We have used Natural Language Processing (NLP) techniques in tools aimed to support and improve the software development and software quality processes for Java and C/C++ languages.
The use of complex models has increased performance in many common NLP tasks, such as named entity recognition, text classification, summarisation and translation among others. Besides, transfer learning has also become an interesting option when not much labelled data is available and knowledge learnt from one problem can be applied to a new but related task. In this context, our two NLP-based source code analysis tools - namely Variable Misuse and Code Summarisation - have been conceived by and for software developers:
Variable Misuse tool
Finding bugs is a core problem in software engineering and programming language research. The challenge in this domain rests not only in correctly characterising source code that contains a bug with high precision and recall, but also in being able to automatically correct it – in the figure below, the variable password in red on the left should be detected as a defect and replaced with the variable username in blue on the right. This is especially difficult because of the rarity of bugs and the extreme diversity of (correct) source code. As a consequence, due to its potential to improve programmer productivity and software quality, automated program repair (APR) has been an active topic of research in recent years.

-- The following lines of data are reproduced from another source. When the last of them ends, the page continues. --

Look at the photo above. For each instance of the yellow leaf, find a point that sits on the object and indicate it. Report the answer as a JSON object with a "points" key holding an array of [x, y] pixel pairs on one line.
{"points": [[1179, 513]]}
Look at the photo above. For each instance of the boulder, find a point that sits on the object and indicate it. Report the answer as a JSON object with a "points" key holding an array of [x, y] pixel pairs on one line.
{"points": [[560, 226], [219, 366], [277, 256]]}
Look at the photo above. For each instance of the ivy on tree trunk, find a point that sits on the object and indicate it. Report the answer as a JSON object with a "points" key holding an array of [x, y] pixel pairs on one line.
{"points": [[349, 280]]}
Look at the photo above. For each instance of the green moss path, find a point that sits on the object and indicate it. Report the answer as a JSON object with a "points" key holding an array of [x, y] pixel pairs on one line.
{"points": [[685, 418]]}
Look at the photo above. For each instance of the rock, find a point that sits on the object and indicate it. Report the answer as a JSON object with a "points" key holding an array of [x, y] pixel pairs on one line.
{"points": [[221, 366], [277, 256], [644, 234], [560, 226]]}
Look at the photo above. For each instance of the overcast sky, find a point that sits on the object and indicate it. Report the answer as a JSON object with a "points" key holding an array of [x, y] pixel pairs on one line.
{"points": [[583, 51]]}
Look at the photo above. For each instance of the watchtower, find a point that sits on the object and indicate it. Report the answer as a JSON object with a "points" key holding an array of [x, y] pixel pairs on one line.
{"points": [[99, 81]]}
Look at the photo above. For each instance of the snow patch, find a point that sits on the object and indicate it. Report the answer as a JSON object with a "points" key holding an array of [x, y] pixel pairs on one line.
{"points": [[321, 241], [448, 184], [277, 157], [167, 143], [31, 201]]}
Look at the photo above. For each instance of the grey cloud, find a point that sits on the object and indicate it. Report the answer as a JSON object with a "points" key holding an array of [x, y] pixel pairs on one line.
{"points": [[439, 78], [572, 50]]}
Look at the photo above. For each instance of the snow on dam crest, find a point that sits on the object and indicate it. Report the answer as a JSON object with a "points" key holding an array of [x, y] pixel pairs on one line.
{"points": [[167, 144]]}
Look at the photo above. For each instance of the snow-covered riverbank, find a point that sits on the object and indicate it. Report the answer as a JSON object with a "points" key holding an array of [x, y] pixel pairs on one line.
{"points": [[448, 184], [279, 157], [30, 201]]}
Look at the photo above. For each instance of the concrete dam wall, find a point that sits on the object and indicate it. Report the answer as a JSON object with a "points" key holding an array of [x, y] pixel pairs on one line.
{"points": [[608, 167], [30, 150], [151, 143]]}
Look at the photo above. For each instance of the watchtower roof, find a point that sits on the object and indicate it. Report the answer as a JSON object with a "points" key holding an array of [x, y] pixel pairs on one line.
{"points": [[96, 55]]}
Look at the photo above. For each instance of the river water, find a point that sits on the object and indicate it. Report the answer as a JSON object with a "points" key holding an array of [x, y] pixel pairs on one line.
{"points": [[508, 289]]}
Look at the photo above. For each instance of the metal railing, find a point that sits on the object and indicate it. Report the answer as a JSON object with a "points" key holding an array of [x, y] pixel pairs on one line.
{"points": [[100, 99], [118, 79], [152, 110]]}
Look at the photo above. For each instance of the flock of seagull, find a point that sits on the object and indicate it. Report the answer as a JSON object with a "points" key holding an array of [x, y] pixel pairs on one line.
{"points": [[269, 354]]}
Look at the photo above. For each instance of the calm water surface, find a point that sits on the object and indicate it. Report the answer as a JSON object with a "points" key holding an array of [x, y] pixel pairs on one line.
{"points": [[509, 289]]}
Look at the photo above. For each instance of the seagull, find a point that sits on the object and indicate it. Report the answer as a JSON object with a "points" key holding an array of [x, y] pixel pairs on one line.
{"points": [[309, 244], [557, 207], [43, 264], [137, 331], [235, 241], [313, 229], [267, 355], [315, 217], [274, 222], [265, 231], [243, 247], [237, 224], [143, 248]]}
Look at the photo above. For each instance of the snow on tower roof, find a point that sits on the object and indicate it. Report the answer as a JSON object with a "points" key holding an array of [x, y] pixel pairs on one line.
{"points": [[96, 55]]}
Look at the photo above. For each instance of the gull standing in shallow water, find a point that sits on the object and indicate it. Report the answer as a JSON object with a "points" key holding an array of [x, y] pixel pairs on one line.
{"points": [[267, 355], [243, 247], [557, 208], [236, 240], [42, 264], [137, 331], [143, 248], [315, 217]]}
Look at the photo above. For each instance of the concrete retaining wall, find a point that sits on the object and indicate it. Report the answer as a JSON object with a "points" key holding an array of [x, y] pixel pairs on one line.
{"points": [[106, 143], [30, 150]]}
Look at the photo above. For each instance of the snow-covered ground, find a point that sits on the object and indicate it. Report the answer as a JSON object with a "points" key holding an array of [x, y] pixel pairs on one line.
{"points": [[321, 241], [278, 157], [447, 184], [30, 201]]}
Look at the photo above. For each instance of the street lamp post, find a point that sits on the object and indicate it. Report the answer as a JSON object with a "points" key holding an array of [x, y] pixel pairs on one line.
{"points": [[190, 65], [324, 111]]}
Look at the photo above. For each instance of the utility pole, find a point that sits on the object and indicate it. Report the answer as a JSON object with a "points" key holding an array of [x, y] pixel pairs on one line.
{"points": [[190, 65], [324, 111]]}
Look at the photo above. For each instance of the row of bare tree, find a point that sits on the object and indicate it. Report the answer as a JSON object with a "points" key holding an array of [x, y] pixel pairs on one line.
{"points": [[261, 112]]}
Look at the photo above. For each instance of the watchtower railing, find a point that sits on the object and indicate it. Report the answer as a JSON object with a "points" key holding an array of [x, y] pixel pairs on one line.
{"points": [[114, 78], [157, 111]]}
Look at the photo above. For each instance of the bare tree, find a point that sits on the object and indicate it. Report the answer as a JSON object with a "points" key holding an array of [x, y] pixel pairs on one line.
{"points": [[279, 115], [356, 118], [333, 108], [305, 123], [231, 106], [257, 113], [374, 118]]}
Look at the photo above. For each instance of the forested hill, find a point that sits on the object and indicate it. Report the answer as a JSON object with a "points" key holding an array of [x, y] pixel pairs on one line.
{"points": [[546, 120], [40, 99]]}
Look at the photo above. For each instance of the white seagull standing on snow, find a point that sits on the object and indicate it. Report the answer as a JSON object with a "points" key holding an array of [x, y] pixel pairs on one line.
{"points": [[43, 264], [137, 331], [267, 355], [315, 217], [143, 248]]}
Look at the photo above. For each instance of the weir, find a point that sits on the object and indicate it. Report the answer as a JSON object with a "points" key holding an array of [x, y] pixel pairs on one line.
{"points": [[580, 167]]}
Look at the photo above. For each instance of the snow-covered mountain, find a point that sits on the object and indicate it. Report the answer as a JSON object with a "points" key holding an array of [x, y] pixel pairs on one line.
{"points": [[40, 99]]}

The architecture of the model we use to address the variable misuse detection and repair task in our Variable Misuse tool is based on (Vasic, Kanade, Maniatis, Bieber, & Singh, 2019) work, which allows for performing joint prediction of both the location and the repair for bugs. In essence, this model is a kind of encoder-decoder model that combines a Long Short-Term Memory (LSTM) (Hochreiter & Schmidhuber, 1997) recurrent neural network with Pointer Networks (Ptr-Net) (Vinyals, Fortunato, & Jaitly, 2015). In order to build and train the model, pre-processing and feature extraction steps are implemented. This starts with the tokenisation of the source code file to represent methods as token sequences, where each token has an associated type. Then, the sequences are filtered by length and mapped to a numerical representation for the construction of a vocabulary, which includes an unknown (<UNK>) token for words not present when making predictions over new datasets. Finally, sequences with a number of tokens below a threshold are padded.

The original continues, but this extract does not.